Blue-green deployments in legacy batch environments
Reading a recently published article about continuous deployment it struck me that the kind of large scale legacy batch app that you find in banking presents a few obstacles to the use of blue-green deployment. (As a heads up this post is more of an aide memoire for me than a how-to description of reliable mechanisms for handling blue-green deployments in large banking apps).
From the same article, one description of blue-green deployment is:
“To reduce downtime and mitigate risks, organizations can consider what’s known as blue/green deployment. In this method, when a change is made and a new deployment (blue) is triggered, it is deployed in parallel to the old one (green). Both deployments run side by side, and initially, a small amount of traffic is routed to the blue deployment. If it is successful, the rest of the traffic is slowly routed to the blue deployment and the green deployment is gradually removed.”
This model is easily understood for a company that provides a webservice. In that case you might easily consider devoting a fraction of your compute capacity to handling a small subset of customers on the new version, because the scale of the work required for each client is small enough to not require the whole infrastructure. How would it work for a bank that relies on typically somewhat monolithic legacy batch compute?
In such systems releases generally couple providers and consumers: we can’t release to a subset of consumers, and we can’t do a latent release and gradually shift users over to it.

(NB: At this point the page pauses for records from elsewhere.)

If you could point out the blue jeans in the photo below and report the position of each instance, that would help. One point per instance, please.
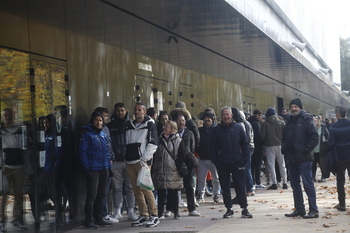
(248, 173)
(303, 169)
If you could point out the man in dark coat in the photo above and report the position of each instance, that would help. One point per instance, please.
(300, 137)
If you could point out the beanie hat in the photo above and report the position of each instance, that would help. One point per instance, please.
(94, 115)
(297, 102)
(270, 112)
(180, 104)
(208, 114)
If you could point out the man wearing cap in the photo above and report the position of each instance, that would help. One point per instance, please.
(300, 137)
(205, 164)
(271, 134)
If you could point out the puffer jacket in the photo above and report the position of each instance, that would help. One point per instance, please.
(229, 144)
(203, 149)
(271, 131)
(300, 137)
(117, 136)
(190, 124)
(141, 141)
(164, 170)
(93, 149)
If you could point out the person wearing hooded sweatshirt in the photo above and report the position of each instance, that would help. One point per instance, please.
(271, 134)
(141, 142)
(94, 157)
(121, 177)
(239, 117)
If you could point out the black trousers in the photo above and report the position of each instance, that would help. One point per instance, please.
(172, 202)
(96, 191)
(238, 176)
(340, 170)
(189, 186)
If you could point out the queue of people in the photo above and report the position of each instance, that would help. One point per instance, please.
(232, 151)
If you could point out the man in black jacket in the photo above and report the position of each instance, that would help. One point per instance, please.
(119, 117)
(300, 137)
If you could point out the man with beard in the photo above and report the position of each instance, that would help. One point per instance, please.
(300, 137)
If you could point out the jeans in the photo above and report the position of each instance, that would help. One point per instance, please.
(303, 169)
(120, 175)
(96, 192)
(204, 166)
(273, 153)
(238, 177)
(141, 195)
(248, 172)
(340, 170)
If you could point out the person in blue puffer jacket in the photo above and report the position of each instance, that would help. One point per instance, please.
(94, 157)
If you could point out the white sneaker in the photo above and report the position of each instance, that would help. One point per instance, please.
(109, 219)
(167, 213)
(152, 221)
(118, 216)
(132, 216)
(194, 213)
(182, 204)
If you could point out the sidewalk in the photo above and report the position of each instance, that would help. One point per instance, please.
(267, 207)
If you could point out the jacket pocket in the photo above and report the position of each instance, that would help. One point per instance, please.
(133, 151)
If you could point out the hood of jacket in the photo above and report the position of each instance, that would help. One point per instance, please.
(182, 111)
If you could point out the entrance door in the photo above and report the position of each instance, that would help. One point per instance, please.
(33, 140)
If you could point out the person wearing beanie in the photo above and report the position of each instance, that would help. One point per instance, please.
(271, 134)
(299, 139)
(180, 104)
(93, 146)
(205, 164)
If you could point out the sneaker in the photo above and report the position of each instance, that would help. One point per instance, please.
(109, 219)
(216, 198)
(2, 227)
(118, 216)
(177, 216)
(229, 214)
(152, 221)
(139, 222)
(194, 213)
(340, 208)
(90, 225)
(182, 204)
(272, 187)
(260, 186)
(250, 193)
(103, 223)
(132, 216)
(167, 213)
(246, 214)
(19, 225)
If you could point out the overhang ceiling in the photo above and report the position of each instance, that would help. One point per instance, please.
(213, 38)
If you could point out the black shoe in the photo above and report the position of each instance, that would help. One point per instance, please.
(311, 214)
(246, 214)
(295, 213)
(229, 214)
(340, 207)
(235, 201)
(272, 187)
(19, 225)
(177, 216)
(103, 223)
(90, 225)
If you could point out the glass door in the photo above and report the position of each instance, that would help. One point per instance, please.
(33, 142)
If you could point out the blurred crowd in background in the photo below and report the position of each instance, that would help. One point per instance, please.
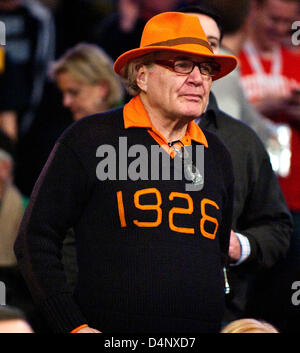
(39, 98)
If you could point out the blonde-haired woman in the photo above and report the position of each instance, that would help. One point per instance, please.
(86, 78)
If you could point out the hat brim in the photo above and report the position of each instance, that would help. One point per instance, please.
(227, 62)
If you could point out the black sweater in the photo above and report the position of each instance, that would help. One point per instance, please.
(137, 273)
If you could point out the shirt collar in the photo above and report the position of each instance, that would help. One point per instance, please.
(135, 115)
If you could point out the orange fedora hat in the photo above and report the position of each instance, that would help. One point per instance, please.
(177, 32)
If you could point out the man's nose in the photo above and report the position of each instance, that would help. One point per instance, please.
(195, 76)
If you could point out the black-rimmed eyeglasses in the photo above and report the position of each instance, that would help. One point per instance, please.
(185, 66)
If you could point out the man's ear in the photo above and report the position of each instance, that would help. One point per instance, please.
(142, 78)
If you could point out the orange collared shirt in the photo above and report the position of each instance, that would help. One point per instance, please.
(135, 115)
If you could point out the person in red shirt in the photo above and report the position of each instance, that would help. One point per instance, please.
(271, 80)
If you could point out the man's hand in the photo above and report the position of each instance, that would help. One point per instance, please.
(234, 247)
(88, 329)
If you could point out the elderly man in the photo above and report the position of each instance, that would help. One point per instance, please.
(151, 246)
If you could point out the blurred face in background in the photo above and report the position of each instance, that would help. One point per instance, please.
(81, 98)
(272, 20)
(211, 30)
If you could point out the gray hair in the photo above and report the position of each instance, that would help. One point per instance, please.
(90, 64)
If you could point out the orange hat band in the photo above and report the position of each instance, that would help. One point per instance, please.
(179, 41)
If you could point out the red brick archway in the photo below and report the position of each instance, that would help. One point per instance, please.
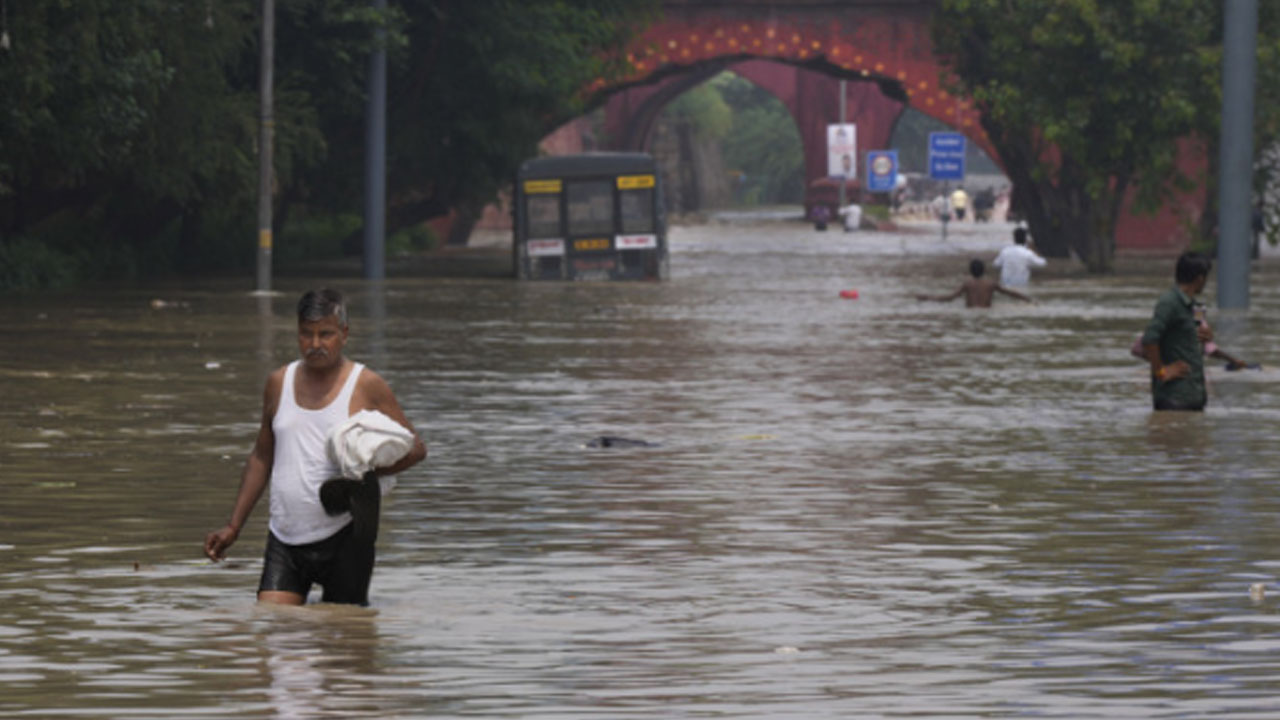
(885, 46)
(799, 51)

We need to find a way to cut the cost of rolling back a release to zero, and we need to find a way of decoupling users from the release. This is where blue-green deployment helps. The problem is that a monolithic batch systems generates large quantities of data for consumption by all users, as opposed to being processes that search and filter large quantities of data for a single user. For a typical bank batch system to generate the data within SLA times requires the whole system. That means there’s an obstructive cost to rolling back which tends to generate what’s been called Risk Management Theatre, or extremely strong controls on change.

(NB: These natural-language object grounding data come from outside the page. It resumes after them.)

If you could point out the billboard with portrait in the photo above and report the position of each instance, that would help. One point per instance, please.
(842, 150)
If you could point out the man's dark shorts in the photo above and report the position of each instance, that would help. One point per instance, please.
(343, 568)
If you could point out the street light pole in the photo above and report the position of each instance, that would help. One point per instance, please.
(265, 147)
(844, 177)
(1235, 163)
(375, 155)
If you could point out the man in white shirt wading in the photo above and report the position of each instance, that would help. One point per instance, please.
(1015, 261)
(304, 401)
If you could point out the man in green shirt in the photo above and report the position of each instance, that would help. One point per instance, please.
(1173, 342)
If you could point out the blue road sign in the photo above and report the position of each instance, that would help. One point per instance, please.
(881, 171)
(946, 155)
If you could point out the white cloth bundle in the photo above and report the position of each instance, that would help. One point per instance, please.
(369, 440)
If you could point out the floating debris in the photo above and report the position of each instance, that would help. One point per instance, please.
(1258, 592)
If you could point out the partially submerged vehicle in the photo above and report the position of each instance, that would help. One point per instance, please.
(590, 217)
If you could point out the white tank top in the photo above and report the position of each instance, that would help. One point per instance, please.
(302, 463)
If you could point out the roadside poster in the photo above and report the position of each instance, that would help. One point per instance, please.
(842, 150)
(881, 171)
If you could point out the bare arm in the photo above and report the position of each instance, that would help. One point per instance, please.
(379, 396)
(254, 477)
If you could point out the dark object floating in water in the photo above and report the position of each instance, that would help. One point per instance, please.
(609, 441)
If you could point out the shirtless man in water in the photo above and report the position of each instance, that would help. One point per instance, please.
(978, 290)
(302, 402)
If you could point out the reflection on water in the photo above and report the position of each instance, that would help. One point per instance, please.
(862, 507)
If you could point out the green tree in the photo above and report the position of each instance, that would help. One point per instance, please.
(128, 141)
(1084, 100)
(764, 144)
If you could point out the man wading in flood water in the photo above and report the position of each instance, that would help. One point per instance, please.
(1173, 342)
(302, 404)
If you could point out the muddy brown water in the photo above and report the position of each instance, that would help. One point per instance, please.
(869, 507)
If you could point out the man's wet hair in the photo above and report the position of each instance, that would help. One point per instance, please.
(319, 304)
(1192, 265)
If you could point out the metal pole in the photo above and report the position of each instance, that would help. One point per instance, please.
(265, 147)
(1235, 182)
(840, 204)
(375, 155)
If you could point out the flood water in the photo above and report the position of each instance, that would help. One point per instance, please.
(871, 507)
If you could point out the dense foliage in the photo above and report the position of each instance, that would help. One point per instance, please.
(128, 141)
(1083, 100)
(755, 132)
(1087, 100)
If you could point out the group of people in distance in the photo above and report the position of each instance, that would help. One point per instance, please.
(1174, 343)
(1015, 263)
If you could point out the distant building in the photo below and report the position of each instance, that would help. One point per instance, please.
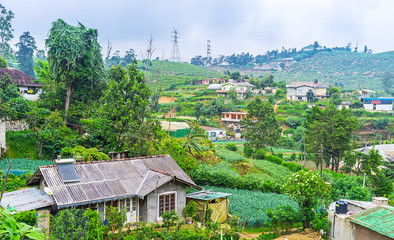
(298, 90)
(214, 133)
(378, 104)
(26, 84)
(232, 120)
(239, 87)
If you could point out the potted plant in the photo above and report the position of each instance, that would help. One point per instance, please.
(190, 211)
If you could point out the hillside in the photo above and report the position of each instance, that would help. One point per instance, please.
(353, 70)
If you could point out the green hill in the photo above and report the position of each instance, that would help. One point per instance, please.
(353, 70)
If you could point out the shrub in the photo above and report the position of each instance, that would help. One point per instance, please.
(232, 147)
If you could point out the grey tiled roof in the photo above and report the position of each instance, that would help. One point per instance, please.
(113, 179)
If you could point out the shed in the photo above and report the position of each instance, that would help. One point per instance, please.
(217, 201)
(175, 129)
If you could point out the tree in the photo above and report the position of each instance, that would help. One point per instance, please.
(330, 130)
(75, 59)
(124, 110)
(262, 127)
(387, 81)
(24, 55)
(5, 29)
(307, 189)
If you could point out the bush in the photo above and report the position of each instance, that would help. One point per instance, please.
(260, 154)
(232, 147)
(3, 63)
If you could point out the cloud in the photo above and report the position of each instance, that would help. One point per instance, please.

Blue-green deployment could help, but these constraints mean we can only scale out in whole-system sized steps to support blue-green deployment. Once you’ve fought the battle to get hold of the hardware in th first place, it’s typically hard to say that you need the same again to support a new deployment strategy.
However, just doubling your capacity and releasing a new version alongside the old is the easiest way of handling the problem, and means that a) your users are isolated from the release, and can go back to the old code whenever they want to, and b) you gain the ability to migrate subsets of users over to the new version.
Do you need to permanently double your capacity, however? That depends on your migration strategy. If you intend to move users over to the new system gradually, or if you’re not in control of that migration, then yes you might need to. However, if you’re usng blue-green deployment just to remove the operational risk associated with rolling back a deployment, then you only need that capacity for as long as it takes to be confident that your release has worked. Flexible cloud hosting enables us to meet that need at a lower cost – depending on a number of factors including the particular release cadence of your project.
Another alternative is to break the monolithic app up in such a way that it means you can deploy multiple versions of the same components on a single system, and use a specific chain of component versions to deliver for a specific client. This assumes a good separation between your underlying infrastructure and your business logic, and needs a strong decoupling of your components so that different versions can coexist in the same space. Don’t forget that most monolithic batch systems also need file storage, which might change shape between different versions, and often rely on relational databases where the load associated with schema change between versions might be high, leading you to attempt to support multiple versions from the same schema.